PopSift Library

PopSift is an open-source implementation of the SIFT algorithm in CUDA [GCH18]. PopSift tries to stick as closely as possible to David Lowe’s famous paper [Low04], while extracting features from an image in real-time at least on an NVidia GTX 980 Ti GPU.

Requirements

Hardware

PopSift is a GPU implementation that requires an NVIDIA GPU card with a CUDA compute capability >= 3.0 (including, e.g. the GT 650M). The code is originally developed with the compute capability 5.2 card GTX 980 Ti in mind.

You can check your NVIDIA GPU card CC support here or on the NVIDIA dev page. If you do not have a NVIDIA card you will still able to compile and use the CPU version.

Here are the minimum hardware requirements for PopSift:

Minimum requirements

Operating systems

Windows x64, Linux, macOS

CPU

Recent Intel or AMD cpus

RAM Memory

8 GB

Hard Drive

No particular requirements

GPU

NVIDIA CUDA-enabled GPU (compute capability >= 3.5)

Software

The core library depends only on Cuda >= 7.0

The library includes a few sample applications that show how to use the library. They require

  • Boost >= 1.55 (required components atomic, chrono, date-time, system, thread)

  • [optionally] DevIL (libdevil-dev) can be used to load a broader range of image formats, otherwise only pgm is supported.


vcpkg

vcpkg is a cross-platform (Windows, Linux and MacOS), open-source package manager created by Microsoft.

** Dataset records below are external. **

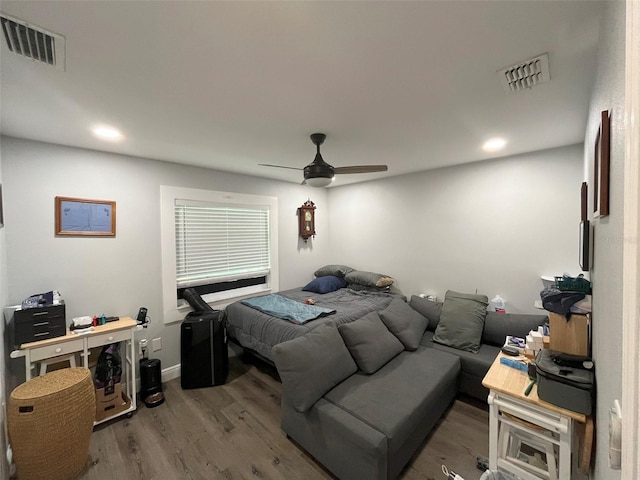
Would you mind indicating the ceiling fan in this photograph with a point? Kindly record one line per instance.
(320, 174)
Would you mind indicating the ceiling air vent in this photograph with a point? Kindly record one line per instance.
(33, 42)
(526, 74)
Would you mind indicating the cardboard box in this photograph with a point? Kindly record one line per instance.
(114, 405)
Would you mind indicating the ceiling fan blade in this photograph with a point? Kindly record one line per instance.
(361, 169)
(278, 166)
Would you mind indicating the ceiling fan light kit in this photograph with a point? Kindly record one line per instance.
(320, 174)
(319, 182)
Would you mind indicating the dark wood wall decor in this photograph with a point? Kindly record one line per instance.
(601, 167)
(584, 245)
(583, 201)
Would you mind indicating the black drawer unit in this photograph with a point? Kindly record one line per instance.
(39, 323)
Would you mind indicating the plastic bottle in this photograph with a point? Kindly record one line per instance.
(498, 304)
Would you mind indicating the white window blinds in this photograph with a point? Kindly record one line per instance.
(218, 243)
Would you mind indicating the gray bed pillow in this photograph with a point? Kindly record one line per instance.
(427, 308)
(370, 343)
(335, 270)
(404, 322)
(311, 365)
(369, 279)
(462, 321)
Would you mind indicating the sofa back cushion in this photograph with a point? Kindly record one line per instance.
(311, 365)
(462, 321)
(404, 322)
(370, 343)
(428, 309)
(497, 326)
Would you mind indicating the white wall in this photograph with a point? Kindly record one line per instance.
(4, 468)
(493, 226)
(117, 275)
(608, 234)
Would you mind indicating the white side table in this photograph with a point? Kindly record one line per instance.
(510, 410)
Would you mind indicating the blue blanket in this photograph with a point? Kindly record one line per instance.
(286, 308)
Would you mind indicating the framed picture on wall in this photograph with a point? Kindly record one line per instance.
(84, 217)
(601, 167)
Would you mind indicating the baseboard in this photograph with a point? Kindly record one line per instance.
(171, 373)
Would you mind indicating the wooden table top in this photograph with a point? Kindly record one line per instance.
(514, 382)
(123, 323)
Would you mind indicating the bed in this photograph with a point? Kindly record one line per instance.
(258, 332)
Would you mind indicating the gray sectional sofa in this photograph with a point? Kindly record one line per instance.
(474, 366)
(362, 397)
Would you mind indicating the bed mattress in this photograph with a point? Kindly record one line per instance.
(259, 331)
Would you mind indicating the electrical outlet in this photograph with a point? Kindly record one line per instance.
(142, 345)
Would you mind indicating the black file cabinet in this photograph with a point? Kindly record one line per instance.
(39, 323)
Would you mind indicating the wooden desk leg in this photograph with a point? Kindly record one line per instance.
(27, 363)
(493, 433)
(564, 462)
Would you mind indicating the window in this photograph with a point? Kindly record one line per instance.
(222, 244)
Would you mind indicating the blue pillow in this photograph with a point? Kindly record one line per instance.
(326, 284)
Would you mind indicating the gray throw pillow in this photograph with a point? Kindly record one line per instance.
(462, 321)
(370, 343)
(404, 322)
(427, 308)
(369, 279)
(335, 270)
(311, 365)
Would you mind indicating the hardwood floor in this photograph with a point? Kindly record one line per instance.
(233, 432)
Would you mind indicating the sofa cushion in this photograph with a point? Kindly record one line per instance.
(497, 326)
(476, 364)
(428, 309)
(404, 322)
(335, 270)
(462, 320)
(396, 398)
(312, 364)
(325, 284)
(370, 343)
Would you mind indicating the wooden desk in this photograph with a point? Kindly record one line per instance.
(113, 332)
(507, 386)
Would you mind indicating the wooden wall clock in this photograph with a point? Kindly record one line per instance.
(306, 220)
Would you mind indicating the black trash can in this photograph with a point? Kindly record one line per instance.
(151, 382)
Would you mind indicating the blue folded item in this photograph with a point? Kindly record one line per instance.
(287, 309)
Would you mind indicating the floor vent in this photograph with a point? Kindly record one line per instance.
(33, 42)
(526, 74)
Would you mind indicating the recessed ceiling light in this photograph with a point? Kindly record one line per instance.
(107, 133)
(494, 144)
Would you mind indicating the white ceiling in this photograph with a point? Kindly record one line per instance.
(229, 85)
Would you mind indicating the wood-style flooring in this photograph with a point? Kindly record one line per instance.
(233, 432)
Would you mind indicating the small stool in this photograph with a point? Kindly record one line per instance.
(50, 421)
(510, 443)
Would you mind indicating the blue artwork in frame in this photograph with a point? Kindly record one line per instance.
(79, 216)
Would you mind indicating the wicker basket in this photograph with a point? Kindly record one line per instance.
(50, 420)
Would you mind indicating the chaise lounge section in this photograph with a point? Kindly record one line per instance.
(362, 397)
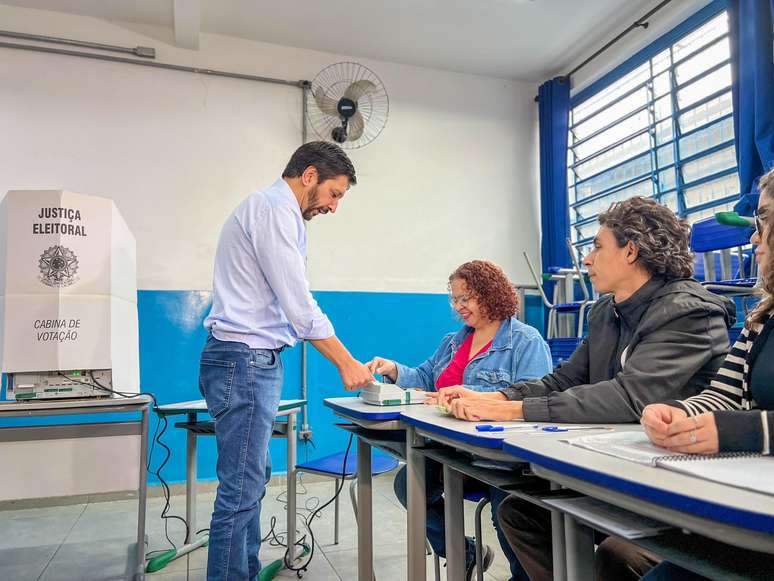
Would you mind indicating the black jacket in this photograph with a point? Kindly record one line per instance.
(666, 341)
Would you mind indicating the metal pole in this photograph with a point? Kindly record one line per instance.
(143, 51)
(154, 64)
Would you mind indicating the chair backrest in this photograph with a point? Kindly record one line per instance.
(562, 348)
(708, 235)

We are planning to release a port of the library so that it can be easily built using the package manager on all supported platforms. Stay tuned!


Building the library

Building tools

Required tools:

  • CMake >= 3.14 to build the code

  • Git

  • C/C++ compiler supporting the C++11 standard (gcc >= 4.6 or visual studio or clang)

  • CUDA >= 7.0

Dependencies

vcpkg

vcpkg can be used to install all the dependencies on all the supported platforms. This is particularly useful on Windows. To install the dependencies:

vcpkg install cuda devil boost-system boost-program-options boost-thread boost-filesystem

You can add the flag --triplet to specify the architecture and the version you want to build. For example:

  • --triplet x64-windows will build the dynamic version for Windows 64 bit

  • --triplet x64-windows-static will build the static version for Windows 64 bit

  • --triplet x64-linux-dynamic will build the dynamic version for Linux 64 bit

and so on. More information can be found here

Linux

On Linux you can install from the package manager:

For Ubuntu/Debian package system:

sudo apt-get install g++ git-all libboost-all-dev libdevil-dev

For CentOS package system:

sudo yum install gcc-c++ git boost-devel devil

MacOS

On MacOs using Homebrew install the following packages:

brew install git boost devil

Getting the sources

git clone https://github.com/alicevision/PopSift.git

CMake configuration

From PopSift root folder you can run cmake:

mkdir build && cd build
cmake ..
make -j `nproc`

On Windows add -G "Visual Studio 16 2019" -A x64 to generate the Visual Studio solution according to your VS version (see CMake documentation).

If you are using the dependencies built with VCPKG you need to pass -DCMAKE_TOOLCHAIN_FILE=path/to/vcpkg/scripts/buildsystems/vcpkg.cmake at cmake step to let it know where to find the dependencies.

CMake options

CMake configuration can be controlled by changing the values of the following variables (here with their default value)

  • BUILD_SHARED_LIBS:BOOL=ON to enable/disable the building shared libraries

  • PopSift_BUILD_EXAMPLES:BOOL=ON to enable/disable the building of applications

  • PopSift_BUILD_DOC:BOOL=OFF to enable/disable building this documentation and the Doxygen one.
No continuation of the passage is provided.